- Придется тебе подождать, - сказал он с усмешкой, - я еще жив.
Видимо, от него исходил запах умирающего животного, вот волк и заинтересовался. Вряд ли была другая причина, заставившая его так близко подойти к человеку.
Тыгрынкээв расстегнул кухлянку, зажмурившись, подставил лицо теплому весеннему солнцу. Потом вздохнул и сделал шаг - первый за сегодняшний день. Волк сзади негромко тявкнул. Тыгрынкээв недоуменно на него посмотрел, потом отвернулся и, волоча ноги, побрел вперед. Ощущение пристального взгляда в спину, однако же, не проходило, поэтому через некоторое время Тыгрынкээв остановился и обернулся. Волк стоял за ним в десяти шагах и внимательно смотрел юноше в глаза.

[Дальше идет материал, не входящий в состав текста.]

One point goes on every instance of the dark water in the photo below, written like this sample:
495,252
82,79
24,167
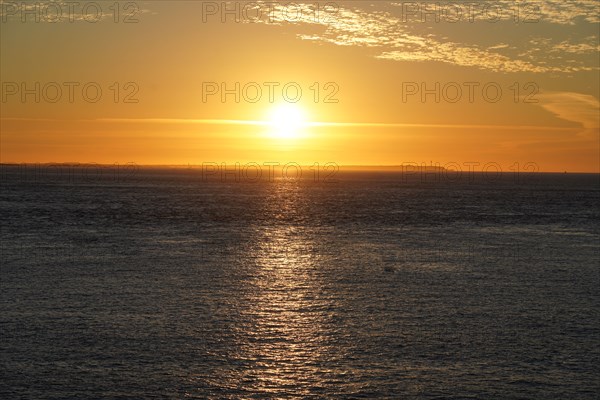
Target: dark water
161,284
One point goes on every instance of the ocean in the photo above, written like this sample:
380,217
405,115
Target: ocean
168,283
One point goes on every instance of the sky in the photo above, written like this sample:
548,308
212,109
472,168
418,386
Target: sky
350,82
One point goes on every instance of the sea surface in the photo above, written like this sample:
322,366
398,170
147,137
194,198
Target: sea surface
130,282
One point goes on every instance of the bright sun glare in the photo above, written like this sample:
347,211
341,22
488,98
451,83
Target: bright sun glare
286,121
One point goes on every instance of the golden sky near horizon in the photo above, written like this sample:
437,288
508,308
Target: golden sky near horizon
350,82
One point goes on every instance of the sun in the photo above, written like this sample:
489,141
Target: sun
287,121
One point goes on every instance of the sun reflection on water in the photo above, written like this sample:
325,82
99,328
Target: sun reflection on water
286,337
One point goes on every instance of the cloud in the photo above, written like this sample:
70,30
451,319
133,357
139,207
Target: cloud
384,27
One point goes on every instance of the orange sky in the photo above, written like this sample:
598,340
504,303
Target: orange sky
361,68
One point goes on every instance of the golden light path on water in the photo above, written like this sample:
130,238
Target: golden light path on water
286,339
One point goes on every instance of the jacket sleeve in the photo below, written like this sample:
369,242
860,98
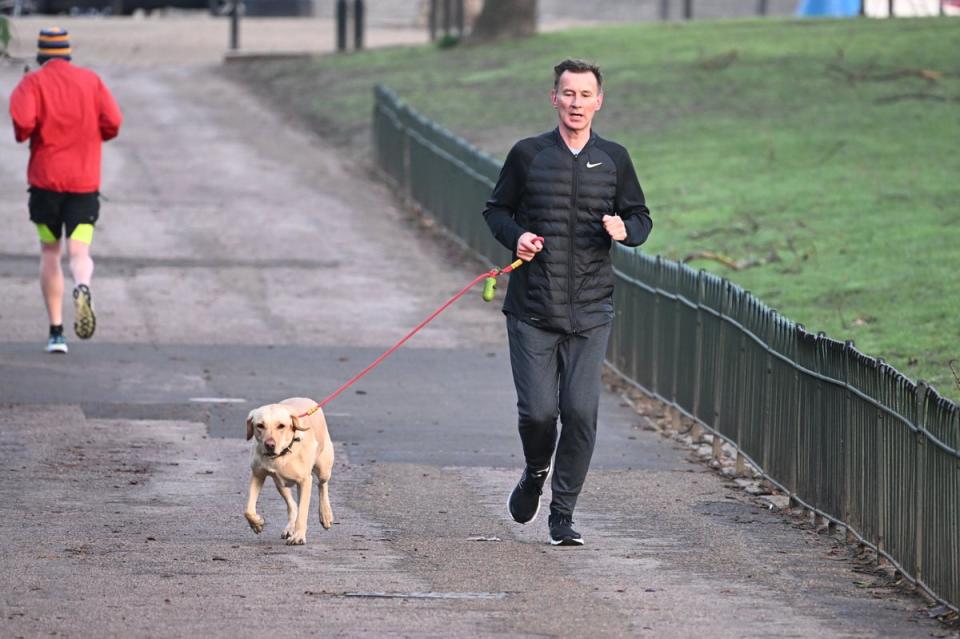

- Ты будешь идти за мной, пока я не упаду? - спросил Тыгрынкээв.
Волк тявкнул, немного отбежал, остановился и полуобернулся, словно ожидая, что юноша пойдет за ним.
- Ты хочешь, чтобы я пошёл за тобой?
Вряд ли в другой день Тыгрынкээву пришла бы в голову такая мысль - а если бы и пришла, вряд ли бы он к ней прислушался. Но сейчас ему было все равно, куда идти, и он пошел к волку. Тот отбежал еще шагов на десять и опять остановился, поджидая уставшего юношу.
Тыгрынкээв не удивился - он обрадовался. Сила его ума оказалась равна силе его сердца, и уже четвертый день ни одна из них не могла взять верх. Должно было произойти какое-то вмешательство извне, или он бы так и умер на этой заколдованной окружности, двадцатикилометровым кольцом опоясывающей стойбище. Теперь же, увидев выход из безвыходной ситуации, он принял его всей душой. И с новыми силами поспешил вслед за своим необычным провожатым.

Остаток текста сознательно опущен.